ESCENAS DEL ANTIGUO TESTAMENTO (55)

 


Volviendo al camino


 “La historia de los reyes de Israel terminó con el cautiverio en Babilonia de toda la nación. Desde allí la tierra de Palestina quedó desolada durante setenta años a causa del pecado de los que la ocupaban. Terminándose ya aquellos años, se acercaba la hora en que fuese permitido a los israelitas regresar a su tierra.

            El despertarse es siempre provechoso, especialmente en lo espiritual. El anhelo de los expatriados crecía con el tiempo. Suspiraban por la tierra de su natividad. Junto con el despertamiento en el corazón de ellos, vino un decreto de Ciro, el rey babilónico, de volver a Palestina todos los que quisieran.

            Con los años, muchos de los israelitas se habían conformado a las condiciones de Babilonia. Los reyes de Persia los habían tratado con no poca consideración. Tomaban parte activa en los negocios del país y aun en su gobierno. Se había menguado seriamente el interés de muchos de ellos en Jerusalén y el culto al Dios vivo. Otros, sin embargo, oraban continuamente a Dios que viniera el día de su restauración. La oración nunca es en vano cuando es de acuerdo con la voluntad de Dios.

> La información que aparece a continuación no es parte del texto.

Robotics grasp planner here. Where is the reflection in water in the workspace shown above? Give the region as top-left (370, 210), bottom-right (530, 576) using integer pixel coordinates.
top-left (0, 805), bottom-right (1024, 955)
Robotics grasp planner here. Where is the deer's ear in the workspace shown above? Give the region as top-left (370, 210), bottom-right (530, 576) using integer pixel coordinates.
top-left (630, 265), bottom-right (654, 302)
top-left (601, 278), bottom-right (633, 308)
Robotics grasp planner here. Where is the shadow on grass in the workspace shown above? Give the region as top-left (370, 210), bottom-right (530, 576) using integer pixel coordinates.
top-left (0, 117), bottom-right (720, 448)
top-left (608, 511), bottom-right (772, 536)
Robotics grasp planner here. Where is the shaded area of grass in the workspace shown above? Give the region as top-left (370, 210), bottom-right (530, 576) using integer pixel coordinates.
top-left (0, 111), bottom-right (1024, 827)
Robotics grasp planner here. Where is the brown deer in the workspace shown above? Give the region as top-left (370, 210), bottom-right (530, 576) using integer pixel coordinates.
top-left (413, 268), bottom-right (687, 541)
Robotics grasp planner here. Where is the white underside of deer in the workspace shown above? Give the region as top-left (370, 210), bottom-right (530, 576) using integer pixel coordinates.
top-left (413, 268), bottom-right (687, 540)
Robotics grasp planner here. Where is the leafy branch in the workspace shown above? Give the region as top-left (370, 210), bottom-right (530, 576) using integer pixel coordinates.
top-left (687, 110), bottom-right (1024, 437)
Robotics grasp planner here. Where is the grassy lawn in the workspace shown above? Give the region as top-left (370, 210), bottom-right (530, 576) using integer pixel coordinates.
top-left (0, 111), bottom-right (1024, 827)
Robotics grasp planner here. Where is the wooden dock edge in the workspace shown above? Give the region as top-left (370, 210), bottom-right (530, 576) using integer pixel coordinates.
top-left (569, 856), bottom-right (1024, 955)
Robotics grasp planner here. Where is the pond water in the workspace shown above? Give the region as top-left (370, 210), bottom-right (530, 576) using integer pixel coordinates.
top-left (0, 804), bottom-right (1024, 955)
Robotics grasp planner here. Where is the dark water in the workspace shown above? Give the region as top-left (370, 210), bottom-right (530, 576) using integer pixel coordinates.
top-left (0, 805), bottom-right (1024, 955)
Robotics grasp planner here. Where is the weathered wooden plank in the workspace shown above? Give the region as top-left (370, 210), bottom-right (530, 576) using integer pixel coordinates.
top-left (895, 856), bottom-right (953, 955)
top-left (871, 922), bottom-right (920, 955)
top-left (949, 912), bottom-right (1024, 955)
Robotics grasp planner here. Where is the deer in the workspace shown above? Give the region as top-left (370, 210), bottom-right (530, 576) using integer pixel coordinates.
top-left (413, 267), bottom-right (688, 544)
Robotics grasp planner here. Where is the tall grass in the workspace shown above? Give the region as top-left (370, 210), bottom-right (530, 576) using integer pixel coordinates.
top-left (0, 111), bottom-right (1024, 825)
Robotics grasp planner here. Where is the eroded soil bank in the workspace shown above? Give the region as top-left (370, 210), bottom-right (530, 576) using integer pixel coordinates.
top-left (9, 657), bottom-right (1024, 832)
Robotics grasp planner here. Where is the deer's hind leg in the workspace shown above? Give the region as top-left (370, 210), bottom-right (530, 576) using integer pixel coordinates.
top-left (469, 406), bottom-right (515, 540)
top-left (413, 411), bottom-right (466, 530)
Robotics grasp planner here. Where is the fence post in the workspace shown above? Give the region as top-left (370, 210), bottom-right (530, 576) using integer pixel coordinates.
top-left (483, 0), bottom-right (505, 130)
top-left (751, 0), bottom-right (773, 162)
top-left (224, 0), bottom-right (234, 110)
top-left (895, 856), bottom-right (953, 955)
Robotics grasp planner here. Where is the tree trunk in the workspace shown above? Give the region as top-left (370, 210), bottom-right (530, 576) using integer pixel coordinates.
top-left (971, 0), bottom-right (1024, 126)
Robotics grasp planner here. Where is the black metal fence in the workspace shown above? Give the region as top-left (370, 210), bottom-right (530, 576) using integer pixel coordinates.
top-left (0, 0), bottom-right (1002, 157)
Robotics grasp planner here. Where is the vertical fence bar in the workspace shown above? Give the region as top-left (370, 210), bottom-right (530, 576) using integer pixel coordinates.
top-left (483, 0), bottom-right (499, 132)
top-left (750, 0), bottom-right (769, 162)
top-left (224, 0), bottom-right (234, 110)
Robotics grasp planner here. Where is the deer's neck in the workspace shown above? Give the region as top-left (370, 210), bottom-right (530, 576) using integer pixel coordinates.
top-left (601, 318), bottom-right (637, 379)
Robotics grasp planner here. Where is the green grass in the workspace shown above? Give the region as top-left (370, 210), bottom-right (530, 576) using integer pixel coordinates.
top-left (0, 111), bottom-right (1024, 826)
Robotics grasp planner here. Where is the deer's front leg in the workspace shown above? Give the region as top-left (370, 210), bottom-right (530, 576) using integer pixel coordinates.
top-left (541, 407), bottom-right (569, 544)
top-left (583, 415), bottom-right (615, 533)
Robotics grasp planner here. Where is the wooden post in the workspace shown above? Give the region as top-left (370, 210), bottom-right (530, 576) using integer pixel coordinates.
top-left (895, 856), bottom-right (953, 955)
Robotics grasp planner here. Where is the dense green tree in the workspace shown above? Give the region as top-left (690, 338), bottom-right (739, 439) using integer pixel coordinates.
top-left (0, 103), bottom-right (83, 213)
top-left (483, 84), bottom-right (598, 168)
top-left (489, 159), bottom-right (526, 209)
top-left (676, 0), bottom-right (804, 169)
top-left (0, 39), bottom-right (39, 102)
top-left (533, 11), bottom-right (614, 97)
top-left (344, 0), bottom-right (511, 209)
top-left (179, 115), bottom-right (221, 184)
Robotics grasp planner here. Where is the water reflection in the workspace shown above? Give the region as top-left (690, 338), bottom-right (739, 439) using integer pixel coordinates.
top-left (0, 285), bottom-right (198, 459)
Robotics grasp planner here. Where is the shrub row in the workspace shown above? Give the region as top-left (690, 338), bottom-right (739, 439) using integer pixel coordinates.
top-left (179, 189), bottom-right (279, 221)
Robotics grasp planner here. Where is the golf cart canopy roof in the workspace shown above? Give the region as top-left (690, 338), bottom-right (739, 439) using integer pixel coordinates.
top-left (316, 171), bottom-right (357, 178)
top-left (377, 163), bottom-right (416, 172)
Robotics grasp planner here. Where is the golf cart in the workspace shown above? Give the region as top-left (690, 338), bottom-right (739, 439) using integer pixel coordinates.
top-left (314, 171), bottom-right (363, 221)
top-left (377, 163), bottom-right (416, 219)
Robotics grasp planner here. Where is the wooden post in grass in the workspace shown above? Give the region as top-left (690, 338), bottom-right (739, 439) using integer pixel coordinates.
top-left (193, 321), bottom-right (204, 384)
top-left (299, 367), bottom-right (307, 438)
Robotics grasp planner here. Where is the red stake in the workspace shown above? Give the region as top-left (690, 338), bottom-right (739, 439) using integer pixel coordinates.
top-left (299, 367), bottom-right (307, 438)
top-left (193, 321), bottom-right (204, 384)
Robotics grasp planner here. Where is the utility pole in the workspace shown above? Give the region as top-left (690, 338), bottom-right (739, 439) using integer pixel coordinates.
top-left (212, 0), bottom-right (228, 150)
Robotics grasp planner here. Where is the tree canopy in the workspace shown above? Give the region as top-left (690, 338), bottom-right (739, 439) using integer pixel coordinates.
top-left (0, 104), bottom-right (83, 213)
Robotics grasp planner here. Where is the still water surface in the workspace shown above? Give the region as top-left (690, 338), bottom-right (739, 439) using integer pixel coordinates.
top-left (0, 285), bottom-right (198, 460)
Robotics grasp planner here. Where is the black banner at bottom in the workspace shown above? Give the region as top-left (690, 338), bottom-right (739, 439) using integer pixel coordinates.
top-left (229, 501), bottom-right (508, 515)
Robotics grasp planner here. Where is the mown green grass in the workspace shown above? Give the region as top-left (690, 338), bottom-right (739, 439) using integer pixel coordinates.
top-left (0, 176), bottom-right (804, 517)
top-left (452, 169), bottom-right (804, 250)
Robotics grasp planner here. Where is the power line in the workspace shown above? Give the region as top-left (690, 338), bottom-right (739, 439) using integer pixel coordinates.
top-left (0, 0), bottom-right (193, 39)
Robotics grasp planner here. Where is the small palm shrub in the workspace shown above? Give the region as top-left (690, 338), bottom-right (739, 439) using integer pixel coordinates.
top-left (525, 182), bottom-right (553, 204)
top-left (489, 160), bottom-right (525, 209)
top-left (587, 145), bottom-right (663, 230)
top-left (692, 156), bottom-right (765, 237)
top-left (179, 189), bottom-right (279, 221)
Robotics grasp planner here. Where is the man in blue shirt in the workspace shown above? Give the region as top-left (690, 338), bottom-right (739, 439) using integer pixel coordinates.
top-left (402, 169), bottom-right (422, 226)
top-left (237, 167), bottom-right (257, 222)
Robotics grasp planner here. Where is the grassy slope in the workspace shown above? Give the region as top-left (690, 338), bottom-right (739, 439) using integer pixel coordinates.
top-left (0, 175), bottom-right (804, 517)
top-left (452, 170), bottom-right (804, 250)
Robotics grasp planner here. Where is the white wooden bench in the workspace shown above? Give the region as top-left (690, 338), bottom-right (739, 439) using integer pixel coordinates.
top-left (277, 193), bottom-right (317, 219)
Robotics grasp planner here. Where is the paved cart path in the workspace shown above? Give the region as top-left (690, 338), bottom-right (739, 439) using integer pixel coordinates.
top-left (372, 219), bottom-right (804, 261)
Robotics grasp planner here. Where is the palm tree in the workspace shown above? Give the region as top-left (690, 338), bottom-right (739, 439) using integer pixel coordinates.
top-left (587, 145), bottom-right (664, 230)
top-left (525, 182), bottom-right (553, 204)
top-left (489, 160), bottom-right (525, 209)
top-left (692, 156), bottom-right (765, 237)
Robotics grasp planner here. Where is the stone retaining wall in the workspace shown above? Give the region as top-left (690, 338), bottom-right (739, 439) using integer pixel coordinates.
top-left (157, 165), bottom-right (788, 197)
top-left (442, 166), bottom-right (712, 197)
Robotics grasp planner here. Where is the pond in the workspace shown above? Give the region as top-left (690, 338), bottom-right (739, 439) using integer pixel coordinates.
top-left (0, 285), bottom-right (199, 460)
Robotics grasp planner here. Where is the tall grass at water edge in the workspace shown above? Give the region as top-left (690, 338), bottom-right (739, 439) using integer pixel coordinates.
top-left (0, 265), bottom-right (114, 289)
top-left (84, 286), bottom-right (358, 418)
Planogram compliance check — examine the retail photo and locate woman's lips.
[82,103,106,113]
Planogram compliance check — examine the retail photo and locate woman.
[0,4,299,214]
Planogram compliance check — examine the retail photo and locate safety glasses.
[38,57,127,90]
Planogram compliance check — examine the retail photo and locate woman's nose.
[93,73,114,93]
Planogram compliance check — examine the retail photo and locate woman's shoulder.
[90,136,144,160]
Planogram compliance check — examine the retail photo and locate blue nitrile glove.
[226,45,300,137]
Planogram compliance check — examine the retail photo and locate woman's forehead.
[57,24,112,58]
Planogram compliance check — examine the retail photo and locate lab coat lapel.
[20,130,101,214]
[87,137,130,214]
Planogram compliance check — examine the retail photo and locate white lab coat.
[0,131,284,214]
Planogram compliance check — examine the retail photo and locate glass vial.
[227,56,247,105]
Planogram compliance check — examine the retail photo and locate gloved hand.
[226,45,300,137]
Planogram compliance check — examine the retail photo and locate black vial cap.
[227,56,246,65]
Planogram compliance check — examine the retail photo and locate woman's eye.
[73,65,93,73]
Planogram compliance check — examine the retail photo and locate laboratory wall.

            Se nota claramente ciertos elementos en relación con este movimiento para volver los israelitas a Palestina. Uno de ellos es que Dios levantó a determinados hombres poseídos de gran celo por el honor del nombre de Dios, y otro es el interés que tuvieron por escudriñar la Palabra de Dios por saber su divina voluntad acerca del asunto. Por estudiar las Sagradas Escrituras, llegaron a saber que el tiempo de su cautiverio estaba llegando a su fin. Movidos por un vivo amor para con Dios, lo predicaban a todos, despertando en otros este mismo interés.

            En tiempos más recientes ha habido otro despertamiento. Los cristianos, que en el principio gozaban de toda la riqueza de su herencia en Cristo, la habían perdido en gran parte durante la Edad Media. Mientras que en los días primitivos de la Iglesia todo se hacía en sencillez y según el mandato del Señor, ya en el siglo XVI hacían y enseñaban según el capricho de hombres. Faltaban los realmente celosos del honor de Dios; varones convertidos de corazón que actuarían por amor a Dios, sin temor del hombre y sin interés propio.

            La Santa Biblia, divinamente dada para guiar en todo asunto de la fe, la habían echado a un lado. Un clero impío especulaba en las miserables indulgencias. Por ejemplo, cierto infame Tetzel “vendía” el perdón de antemano por el crimen del homicidio.

             El clamor de los afligidos a causa de estos impíos se oía en el cielo y Dios despertó algunos corazones. Les fue difícil conseguir ejemplares de la Biblia hasta el invento de la imprenta. A pesar de que el Papa de turno lo prohibió, la Biblia impresa apareció por todas partes, aunque, dicho sea de paso, España fue uno de los últimos países significativos de Europa en contar con la Biblia en el idioma del pueblo. Por fin, el hombre común podía leer para sí —o pedir que su amigo leyera— los dichos de Jesús y la doctrina de los apóstoles.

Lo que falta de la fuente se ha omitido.